The Birthday Massacre
Hide And Seek

2012, Metropolis Records
Darkwave

Recensione di Fabio Rigamonti - Pubblicata in data: 11/10/12

Al termine dell’ascolto dello scorso “Pins And Needles”, una cosa era chiara per i canadesi The Birthday Massacre: che un altro disco sulla falsariga della formula inventata con “Nothing And Nowhere” e via via ulteriormente raffinata fino a supremo splendore su “Walking With Strangers” non sarebbe stato perdonato alla band. Battere il ferro finché caldo era un atto anche dovuto, se vogliamo, ma è certo che, da un paio di annetti a questa parte, il metallo si fosse decisamente raffreddato, per cui la commistione di gothic, new wave, pop e lisergico industrial non avrebbe funzionato in quell’ipotetico futuro che, oggi, si concretizza con questo “Hide And Seek”, quinto inciso in carriera.

Tiriamo un sospiro di sollievo: il tanto agognato cambiamento c’è stato. Riprendendo la formula dell’EP “Imaginary Monsters” datato 2011, il sestetto di Toronto ha deciso di abbassare con convinzione le leve del lato rock della band, enfatizzando soprattutto le atmosfere wave e pop e risultando vincente nell’operazione, soprattutto nella riscoperta di un’anima glacialmente intimista che difficilmente, prima di questo inciso, si sarebbe cucita addosso alla musica dei Birthday Massacre (ascoltate “Play With Fire” e, soprattutto, la gelida ninna-nanna di “Cover My Eyes”) e, con ottima probabilità, neanche alla loro vocalist Chibi, finalmente matura ed espressiva come mai. Non fatevi dunque ingannare dal more of the same che è il singolo “Down”, ideale ponte tra un passato che, per fortuna, non è più destinato a ripetersi ed un presente sfiziosamente oscuro ed ottantiano.

Bene, dopo questo tonificante sospiro, è tempo di fare i conti con la dura realtà, ed i problemi che questo inciso reca con sé. Innanzitutto, nel suonare così smaccatamente darkwave e pop, i Birthday Massacre clamorosamente perdono molto della loro identità, allineandosi maggiormente alle centinaia di band che, in questi ‘10s, richiamano con forza gli ‘80s senza porre un quid caratterizzante (che, nello specifico della formazione, era rappresentato proprio dal lato gothic-rock della loro musica). Secondariamente, mancano i pezzi da novanta, i capolavori assoluti che, in ogni disco a firma TBM, potevi e dovevi aspettarti in scaletta, anche se “Calling” qui ci va molto vicino.
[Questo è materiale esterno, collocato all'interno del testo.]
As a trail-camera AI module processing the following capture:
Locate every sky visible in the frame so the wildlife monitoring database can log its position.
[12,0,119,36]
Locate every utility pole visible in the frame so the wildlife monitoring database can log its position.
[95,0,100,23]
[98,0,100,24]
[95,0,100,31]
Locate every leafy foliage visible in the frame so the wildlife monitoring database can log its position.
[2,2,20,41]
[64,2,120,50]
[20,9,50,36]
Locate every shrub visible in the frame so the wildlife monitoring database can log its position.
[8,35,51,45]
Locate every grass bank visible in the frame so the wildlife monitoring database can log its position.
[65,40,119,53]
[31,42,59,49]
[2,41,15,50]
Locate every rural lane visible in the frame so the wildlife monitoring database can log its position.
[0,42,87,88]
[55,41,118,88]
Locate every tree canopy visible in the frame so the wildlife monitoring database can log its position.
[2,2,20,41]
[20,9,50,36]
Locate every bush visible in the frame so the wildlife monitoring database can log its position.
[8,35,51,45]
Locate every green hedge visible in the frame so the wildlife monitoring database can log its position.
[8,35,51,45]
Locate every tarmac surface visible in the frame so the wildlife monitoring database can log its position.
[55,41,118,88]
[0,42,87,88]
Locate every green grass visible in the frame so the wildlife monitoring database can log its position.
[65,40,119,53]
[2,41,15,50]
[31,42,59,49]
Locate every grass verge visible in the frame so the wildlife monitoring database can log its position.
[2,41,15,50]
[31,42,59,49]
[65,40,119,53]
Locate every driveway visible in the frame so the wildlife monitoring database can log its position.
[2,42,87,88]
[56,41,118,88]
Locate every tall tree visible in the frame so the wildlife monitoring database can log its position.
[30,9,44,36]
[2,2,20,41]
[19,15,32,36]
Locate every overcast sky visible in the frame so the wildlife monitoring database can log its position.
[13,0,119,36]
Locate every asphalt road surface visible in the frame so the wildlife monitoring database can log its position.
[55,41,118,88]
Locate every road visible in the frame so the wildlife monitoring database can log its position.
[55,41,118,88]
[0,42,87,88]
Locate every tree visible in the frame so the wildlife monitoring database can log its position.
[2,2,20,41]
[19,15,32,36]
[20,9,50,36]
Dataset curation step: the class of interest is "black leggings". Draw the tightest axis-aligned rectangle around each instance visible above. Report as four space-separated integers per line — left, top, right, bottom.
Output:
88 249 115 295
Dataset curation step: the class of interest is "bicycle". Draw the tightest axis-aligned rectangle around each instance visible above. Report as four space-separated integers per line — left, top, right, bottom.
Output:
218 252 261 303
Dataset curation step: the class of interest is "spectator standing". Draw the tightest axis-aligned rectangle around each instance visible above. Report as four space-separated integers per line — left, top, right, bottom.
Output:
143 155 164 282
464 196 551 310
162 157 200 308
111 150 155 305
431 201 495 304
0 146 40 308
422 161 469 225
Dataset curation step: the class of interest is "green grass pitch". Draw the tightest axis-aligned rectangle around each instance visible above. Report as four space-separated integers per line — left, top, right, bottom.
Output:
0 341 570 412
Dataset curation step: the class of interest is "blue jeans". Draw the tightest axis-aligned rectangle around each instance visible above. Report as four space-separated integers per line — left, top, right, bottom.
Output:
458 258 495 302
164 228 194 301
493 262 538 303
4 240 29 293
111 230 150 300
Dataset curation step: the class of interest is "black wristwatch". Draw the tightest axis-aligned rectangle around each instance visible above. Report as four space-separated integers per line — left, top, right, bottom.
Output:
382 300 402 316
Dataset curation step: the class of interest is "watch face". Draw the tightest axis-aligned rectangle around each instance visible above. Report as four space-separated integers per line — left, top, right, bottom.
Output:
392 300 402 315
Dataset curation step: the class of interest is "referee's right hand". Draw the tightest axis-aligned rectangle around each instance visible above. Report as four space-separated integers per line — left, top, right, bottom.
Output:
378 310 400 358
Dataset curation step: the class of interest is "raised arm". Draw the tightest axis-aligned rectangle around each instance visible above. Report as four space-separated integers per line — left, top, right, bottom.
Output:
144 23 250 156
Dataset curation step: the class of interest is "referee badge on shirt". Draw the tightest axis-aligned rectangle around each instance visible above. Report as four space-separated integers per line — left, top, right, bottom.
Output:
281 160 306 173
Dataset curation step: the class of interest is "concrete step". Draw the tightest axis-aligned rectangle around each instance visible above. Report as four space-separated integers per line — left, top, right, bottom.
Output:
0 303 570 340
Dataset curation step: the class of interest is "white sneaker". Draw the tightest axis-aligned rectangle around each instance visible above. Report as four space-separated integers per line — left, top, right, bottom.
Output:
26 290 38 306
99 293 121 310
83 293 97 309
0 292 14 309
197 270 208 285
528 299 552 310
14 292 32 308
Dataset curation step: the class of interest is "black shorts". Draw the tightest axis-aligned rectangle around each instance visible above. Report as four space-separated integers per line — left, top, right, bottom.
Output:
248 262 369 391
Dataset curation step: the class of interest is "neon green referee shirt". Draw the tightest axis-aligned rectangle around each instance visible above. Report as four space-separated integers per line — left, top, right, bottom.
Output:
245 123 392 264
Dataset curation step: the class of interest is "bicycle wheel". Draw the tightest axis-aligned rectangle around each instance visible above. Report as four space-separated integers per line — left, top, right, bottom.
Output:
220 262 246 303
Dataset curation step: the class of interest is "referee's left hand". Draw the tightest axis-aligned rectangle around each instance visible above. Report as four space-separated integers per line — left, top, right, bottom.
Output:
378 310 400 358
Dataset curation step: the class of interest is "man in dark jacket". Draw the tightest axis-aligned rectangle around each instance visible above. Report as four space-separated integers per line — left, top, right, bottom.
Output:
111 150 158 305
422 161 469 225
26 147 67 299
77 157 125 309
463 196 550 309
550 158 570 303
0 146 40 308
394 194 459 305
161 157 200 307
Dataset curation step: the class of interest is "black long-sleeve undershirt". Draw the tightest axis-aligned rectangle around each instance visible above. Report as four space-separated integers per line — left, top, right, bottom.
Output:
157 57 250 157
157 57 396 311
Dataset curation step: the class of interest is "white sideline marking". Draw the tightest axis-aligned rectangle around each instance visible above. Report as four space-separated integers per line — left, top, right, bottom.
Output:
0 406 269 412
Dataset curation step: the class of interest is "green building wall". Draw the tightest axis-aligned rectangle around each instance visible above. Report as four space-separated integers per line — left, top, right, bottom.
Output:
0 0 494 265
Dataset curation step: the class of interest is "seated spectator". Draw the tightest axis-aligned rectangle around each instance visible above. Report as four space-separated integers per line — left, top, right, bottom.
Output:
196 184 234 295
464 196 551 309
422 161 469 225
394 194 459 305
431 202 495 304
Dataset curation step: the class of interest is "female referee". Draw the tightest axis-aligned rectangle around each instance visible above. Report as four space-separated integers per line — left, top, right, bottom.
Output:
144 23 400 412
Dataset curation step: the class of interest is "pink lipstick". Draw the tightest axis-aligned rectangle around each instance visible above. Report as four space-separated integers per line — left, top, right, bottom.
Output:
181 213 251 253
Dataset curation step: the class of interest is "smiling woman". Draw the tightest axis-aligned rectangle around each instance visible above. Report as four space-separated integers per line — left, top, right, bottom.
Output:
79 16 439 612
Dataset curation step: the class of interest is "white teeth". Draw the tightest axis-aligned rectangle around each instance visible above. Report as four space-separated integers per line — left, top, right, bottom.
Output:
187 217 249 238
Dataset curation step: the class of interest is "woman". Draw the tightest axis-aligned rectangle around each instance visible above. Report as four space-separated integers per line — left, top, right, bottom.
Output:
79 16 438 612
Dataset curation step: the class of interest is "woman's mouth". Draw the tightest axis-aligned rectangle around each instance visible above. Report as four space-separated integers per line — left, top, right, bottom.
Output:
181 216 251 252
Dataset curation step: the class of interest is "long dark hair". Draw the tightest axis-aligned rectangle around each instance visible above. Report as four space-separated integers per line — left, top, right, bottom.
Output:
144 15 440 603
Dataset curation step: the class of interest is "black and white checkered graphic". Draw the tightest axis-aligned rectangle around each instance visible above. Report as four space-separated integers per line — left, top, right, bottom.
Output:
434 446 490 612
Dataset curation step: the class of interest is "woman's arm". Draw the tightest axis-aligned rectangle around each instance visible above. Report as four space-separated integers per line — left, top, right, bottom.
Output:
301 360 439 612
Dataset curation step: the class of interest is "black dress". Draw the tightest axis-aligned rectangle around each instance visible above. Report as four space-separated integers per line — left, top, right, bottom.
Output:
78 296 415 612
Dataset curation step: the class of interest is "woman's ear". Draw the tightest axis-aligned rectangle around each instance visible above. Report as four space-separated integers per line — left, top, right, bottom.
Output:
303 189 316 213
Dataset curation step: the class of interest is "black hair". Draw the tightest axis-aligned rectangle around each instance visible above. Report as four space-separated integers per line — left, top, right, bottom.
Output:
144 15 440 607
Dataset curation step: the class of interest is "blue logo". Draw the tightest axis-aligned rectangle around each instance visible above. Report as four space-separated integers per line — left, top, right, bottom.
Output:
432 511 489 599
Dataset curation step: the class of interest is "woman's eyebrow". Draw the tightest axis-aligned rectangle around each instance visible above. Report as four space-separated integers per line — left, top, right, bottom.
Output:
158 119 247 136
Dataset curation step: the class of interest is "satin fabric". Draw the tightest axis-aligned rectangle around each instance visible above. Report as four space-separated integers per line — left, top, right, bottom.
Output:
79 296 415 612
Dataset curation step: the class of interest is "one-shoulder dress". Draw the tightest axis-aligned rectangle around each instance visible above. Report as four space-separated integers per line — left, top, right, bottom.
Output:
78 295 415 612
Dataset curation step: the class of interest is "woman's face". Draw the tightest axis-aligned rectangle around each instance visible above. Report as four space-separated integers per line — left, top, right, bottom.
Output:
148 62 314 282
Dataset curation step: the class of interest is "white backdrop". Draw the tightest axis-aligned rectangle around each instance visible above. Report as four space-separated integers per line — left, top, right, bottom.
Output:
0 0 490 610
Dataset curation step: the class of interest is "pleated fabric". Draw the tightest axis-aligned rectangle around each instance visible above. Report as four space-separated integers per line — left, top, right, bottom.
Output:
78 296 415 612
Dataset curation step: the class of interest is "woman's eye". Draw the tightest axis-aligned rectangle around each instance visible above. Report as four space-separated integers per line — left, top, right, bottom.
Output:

Certo, siamo lontani dagli esiti disastrosi di “Imaginary Monsters” (un EP che definire piatto è fargli un complimento), ma è altrettanto doveroso certificare che questo nascondino è un gioco che si trascina stancamente e senza la dovuta convinzione che l’evoluzione (od involuzione?) sonora della band demanda a grandissima voce. Non fosse per questa volontà di cambiamento sì manifesta, questo disco sarebbe ben lontano dalla sufficienza. Tuttavia, in questa sede si vuole premiare lo sforzo e l’intento, rimarcando che sì, la strada scelta è probabilmente anche quella giusta, ma quel che è certo è che bisogna percorrere il sentiero con maggiore convinzione ed ispirazione.

Date dunque a questo disco, ed alla band che ci sta dietro, una possibilità, anche e soprattutto se accusavate pesante stanchezza al termine dello scorso inciso; tuttavia, non aspettatevi grandi cose.